THE REACTION SETS IN

Others saw behind the Journal story an effort by the Fed to forewarn financial markets of a hike in short-term interest rates, which it controls. "The fact of the story was not the real story," explains Joel Prakken, chairman of Macroeconomic Advisers, in St. Louis. He says most experts knew the Fed was moving toward increasing interest rates. "The real issue was whether this was the beginning of an organized effort by the Fed to prepare the market for tightening. It seemed to be interpreted that way on Monday."

But by Tuesday morning markets had already begun to rebound, based on second-day stories reacting to the Wall Street Journal article. The most prominent piece was penned by Washington Post reporter John Berry, who is perceived by many Fed watchers as a virtual mouthpiece for chairman Alan Greenspan. In Tuesday and Wednesday editions of the Post, Berry wrote pieces confirming that the Federal Reserve had issued a directive shifting its bias toward raising short-term interest rates. But Berry pointed out that such moves do not necessarily presage an actual rate hike.

In fact, the Fed leaned in the direction of higher rates in July 1996, but didn't raise them until March 1997. Similarly, the central bank leaned toward higher rates from May through November of last year, then retreated to a neutral stance in December in response to the Asian crisis. "Issuing a directive is a way of building consensus within the Fed's board," says Berry. But what happens after that is anyone's guess.

THE BOSOM OF GREENSPAN

By now the spin cycle was in high gear. The word sweeping through Wall Street canyons was that a Fed "hawk"--someone on its board of governors anxious to squelch inflation by raising interest rates--had leaked the March directive to Wessel to warn investors of impending Fed action. Or, in another equally bizarre twist of the tale, this source had leaked word in order to build public support for an eventual hike in interest rates.
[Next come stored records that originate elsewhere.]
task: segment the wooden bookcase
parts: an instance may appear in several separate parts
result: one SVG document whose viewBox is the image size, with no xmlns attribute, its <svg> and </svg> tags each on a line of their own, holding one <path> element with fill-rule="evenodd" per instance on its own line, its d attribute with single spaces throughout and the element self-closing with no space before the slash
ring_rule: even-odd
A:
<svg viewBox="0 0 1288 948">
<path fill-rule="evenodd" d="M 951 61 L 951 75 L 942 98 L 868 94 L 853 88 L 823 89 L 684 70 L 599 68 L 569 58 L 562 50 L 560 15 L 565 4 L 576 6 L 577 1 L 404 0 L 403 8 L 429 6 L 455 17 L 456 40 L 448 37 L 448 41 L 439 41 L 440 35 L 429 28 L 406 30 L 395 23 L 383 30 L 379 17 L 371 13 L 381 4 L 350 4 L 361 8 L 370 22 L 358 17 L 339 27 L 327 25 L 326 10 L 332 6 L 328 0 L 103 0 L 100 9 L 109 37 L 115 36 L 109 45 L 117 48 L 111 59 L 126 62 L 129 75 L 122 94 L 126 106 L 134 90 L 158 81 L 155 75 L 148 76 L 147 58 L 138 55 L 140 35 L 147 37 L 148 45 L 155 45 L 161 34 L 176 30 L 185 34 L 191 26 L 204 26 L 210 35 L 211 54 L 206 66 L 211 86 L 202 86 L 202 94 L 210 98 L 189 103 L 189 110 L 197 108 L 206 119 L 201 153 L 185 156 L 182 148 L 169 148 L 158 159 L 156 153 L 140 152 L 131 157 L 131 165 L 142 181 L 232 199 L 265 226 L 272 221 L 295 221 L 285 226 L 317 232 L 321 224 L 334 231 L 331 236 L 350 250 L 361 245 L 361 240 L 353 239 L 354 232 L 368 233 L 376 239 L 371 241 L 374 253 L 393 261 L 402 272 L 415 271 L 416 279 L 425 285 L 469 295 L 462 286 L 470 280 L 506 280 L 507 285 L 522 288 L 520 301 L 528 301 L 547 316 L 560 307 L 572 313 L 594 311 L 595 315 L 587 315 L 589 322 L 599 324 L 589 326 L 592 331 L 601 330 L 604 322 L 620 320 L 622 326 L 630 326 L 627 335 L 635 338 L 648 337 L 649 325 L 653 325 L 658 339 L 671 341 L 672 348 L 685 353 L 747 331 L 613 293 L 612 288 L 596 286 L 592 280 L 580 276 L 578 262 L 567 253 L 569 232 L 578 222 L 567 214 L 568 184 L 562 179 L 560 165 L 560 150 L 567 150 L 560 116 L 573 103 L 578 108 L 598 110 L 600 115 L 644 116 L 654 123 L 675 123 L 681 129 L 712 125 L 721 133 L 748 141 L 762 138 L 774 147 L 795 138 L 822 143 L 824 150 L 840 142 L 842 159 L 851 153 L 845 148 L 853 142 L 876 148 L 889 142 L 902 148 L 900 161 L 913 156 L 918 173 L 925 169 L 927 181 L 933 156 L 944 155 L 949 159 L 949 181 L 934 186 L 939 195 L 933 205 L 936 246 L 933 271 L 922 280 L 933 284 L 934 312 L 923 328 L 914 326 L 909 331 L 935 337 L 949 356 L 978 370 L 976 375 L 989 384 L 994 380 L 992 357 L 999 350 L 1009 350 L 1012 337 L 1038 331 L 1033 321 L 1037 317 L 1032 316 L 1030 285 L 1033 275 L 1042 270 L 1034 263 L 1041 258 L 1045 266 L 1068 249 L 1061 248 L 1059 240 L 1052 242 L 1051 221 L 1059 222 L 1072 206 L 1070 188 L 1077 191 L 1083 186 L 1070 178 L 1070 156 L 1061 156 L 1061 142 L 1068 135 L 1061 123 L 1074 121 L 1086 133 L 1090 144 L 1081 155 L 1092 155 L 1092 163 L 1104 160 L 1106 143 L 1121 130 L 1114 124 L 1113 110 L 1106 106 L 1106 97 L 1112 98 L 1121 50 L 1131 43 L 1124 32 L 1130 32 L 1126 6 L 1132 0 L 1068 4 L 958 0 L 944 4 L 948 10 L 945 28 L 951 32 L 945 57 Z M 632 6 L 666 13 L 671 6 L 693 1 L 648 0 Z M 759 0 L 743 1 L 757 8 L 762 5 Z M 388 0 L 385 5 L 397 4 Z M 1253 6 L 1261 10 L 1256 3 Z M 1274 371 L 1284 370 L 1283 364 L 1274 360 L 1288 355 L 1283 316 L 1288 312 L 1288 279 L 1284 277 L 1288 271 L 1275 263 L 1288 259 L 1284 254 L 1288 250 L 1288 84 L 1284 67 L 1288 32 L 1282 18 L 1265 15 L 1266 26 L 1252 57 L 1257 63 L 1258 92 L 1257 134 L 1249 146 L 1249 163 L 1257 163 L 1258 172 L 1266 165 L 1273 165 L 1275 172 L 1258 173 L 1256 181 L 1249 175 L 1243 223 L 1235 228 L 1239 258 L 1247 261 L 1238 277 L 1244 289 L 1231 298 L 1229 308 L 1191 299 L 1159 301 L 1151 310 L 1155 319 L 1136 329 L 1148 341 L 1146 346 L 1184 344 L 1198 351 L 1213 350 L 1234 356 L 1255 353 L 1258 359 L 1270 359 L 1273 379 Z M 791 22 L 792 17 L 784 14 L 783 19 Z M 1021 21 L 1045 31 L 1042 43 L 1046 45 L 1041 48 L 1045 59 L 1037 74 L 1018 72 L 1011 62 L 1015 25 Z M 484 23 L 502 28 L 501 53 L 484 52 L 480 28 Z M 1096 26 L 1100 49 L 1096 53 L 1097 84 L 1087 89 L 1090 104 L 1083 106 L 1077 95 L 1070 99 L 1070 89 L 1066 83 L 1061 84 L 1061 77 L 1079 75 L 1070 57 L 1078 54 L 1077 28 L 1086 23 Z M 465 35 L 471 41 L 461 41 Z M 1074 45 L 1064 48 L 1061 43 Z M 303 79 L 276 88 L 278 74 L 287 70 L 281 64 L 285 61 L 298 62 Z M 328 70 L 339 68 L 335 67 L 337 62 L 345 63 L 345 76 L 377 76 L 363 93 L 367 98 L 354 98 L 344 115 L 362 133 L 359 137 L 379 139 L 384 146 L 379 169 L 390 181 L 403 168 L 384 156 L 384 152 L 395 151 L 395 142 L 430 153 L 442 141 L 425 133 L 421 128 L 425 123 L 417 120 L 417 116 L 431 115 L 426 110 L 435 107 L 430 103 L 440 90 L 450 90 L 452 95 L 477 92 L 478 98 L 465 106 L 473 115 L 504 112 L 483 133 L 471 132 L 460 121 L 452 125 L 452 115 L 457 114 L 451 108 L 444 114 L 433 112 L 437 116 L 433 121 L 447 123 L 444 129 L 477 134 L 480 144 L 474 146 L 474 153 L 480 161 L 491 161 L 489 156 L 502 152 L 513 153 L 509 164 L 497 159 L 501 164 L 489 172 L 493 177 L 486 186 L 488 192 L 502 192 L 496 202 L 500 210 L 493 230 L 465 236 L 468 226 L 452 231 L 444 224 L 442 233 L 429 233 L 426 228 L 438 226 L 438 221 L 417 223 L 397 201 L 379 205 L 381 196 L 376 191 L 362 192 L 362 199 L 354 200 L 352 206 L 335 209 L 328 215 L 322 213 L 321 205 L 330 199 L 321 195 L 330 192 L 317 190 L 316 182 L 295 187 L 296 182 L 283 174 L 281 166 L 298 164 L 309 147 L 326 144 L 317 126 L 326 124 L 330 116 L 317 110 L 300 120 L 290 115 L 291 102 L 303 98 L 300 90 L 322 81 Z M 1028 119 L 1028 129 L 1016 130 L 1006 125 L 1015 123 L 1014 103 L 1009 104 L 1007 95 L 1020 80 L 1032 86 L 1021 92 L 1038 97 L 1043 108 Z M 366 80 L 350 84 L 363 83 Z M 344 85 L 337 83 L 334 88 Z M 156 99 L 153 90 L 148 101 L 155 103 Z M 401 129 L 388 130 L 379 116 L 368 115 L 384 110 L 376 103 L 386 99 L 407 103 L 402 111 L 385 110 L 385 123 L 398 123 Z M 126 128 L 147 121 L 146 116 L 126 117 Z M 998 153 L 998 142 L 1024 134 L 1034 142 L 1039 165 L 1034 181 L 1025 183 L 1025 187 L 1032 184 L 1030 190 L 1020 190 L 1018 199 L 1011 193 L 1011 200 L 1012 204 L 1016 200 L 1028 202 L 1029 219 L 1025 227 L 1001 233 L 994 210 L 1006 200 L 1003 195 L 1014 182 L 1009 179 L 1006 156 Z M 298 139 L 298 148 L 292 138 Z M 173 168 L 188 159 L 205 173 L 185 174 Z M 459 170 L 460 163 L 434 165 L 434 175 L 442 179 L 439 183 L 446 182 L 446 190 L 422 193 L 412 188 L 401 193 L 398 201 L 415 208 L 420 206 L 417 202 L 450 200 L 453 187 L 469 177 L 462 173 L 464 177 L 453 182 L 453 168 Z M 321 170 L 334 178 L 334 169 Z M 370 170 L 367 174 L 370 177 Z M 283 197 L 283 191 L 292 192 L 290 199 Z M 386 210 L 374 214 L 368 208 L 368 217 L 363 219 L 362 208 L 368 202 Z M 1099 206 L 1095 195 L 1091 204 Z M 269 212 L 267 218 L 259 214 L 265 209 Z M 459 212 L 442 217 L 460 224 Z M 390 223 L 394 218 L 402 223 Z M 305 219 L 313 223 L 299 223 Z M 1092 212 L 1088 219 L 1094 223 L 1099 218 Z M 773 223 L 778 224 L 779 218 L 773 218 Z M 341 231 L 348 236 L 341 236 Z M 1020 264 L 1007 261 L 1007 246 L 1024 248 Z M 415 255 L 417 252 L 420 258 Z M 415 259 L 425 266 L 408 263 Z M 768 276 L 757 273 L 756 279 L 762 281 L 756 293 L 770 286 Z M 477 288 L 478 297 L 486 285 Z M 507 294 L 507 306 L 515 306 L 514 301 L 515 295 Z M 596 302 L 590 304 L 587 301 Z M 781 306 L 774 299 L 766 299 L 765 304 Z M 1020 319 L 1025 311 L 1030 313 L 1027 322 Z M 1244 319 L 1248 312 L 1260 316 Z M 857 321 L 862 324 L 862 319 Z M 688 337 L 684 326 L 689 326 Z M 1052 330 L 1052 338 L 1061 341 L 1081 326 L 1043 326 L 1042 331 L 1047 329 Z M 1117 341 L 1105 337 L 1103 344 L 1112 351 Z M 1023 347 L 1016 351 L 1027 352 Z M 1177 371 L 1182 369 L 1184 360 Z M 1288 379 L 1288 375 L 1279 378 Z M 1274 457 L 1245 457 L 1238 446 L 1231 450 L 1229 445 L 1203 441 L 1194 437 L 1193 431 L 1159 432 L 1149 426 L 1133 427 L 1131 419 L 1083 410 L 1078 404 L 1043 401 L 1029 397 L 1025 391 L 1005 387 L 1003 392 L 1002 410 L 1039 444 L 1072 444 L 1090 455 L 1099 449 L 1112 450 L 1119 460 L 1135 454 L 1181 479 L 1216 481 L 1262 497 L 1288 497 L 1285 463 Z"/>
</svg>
Similarly, Fed watchers seemed convinced that Greenspan had summoned Berry to his bosom for a "deep, deep background session," which in Washington-speak means off the record and not for attribution even to an unnamed Fed source. Says Schwab Washington Research Group director Greg Valliere: "My bet is that Greenspan saw Monday's Journal and called Berry to set the record straight--that just because the Fed adopted a bias toward restraint of the economy doesn't mean it will tighten the strings soon."